We live in a world in which corporations hope to create designer customers
who are offered one-size-fits-all products to make them into corporate engines
of wealth. Today, the customer is the last resource on earth that is not
totally controlled and exploited. Customers who ask questions concerning quality,
safety and especially sound science are the only formidable barrier
remaining to corporate world control.
The July 12th ruling of the International Court of Justice in Luxembourg
followed the July 4th Rome meeting of Codex when the 85 countries present
ratified these restrictive guidelines for dietary supplements. Canada and the USA
were among them. Objections from China and South Africa were ignored. Just as
in the original 2001 version, the current guidelines, under Article 6 (2) of
the EU Directive, strictly prohibit information about diseases being treatable
by nutrients and call for future supplement dosage restrictions. Conspiracy?

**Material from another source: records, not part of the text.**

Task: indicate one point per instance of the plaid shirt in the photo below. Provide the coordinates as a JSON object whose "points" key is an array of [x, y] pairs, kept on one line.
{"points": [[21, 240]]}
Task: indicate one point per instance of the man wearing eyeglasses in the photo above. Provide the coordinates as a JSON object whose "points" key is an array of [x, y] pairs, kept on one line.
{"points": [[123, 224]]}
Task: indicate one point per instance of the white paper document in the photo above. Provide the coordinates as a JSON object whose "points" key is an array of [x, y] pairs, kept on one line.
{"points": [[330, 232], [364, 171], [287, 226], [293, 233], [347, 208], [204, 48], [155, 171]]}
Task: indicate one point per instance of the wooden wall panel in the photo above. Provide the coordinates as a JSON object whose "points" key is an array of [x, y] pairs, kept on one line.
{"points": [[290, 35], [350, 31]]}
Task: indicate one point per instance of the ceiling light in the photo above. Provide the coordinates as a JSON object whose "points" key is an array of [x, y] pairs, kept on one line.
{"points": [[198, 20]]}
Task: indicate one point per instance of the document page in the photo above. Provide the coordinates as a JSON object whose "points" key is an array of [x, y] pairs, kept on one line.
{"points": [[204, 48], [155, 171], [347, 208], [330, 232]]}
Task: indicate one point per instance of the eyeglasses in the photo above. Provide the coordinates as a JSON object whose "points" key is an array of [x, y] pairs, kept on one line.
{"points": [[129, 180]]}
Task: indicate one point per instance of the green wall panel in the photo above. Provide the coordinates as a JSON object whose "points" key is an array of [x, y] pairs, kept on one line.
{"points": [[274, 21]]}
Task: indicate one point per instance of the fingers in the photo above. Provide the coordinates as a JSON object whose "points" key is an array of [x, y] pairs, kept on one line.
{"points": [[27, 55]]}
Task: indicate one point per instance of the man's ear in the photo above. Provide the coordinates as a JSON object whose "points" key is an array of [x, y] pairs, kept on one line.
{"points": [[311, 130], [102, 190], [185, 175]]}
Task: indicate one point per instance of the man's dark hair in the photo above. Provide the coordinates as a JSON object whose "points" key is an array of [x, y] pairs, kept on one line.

No way! To borrow a phrase by Moynihan and Cassels about Big Pharma's
tactics in general: "This is daylight robbery."
Eight days after the Rome meeting, the International Court of Justice handed
down a ruling that surprised everyone. The judges conceded that EU countries
were free to have a law that regulated production and trade in dietary
supplements, namely the EU Directive, which also forms the basis of the
international Codex guidelines. However, the judges agreed with the Advocate General
Justice Geelhoed who had in April put his finger on a sore spot and observed
that there was a rather odd "preference for the inorganic forms [of vitamins]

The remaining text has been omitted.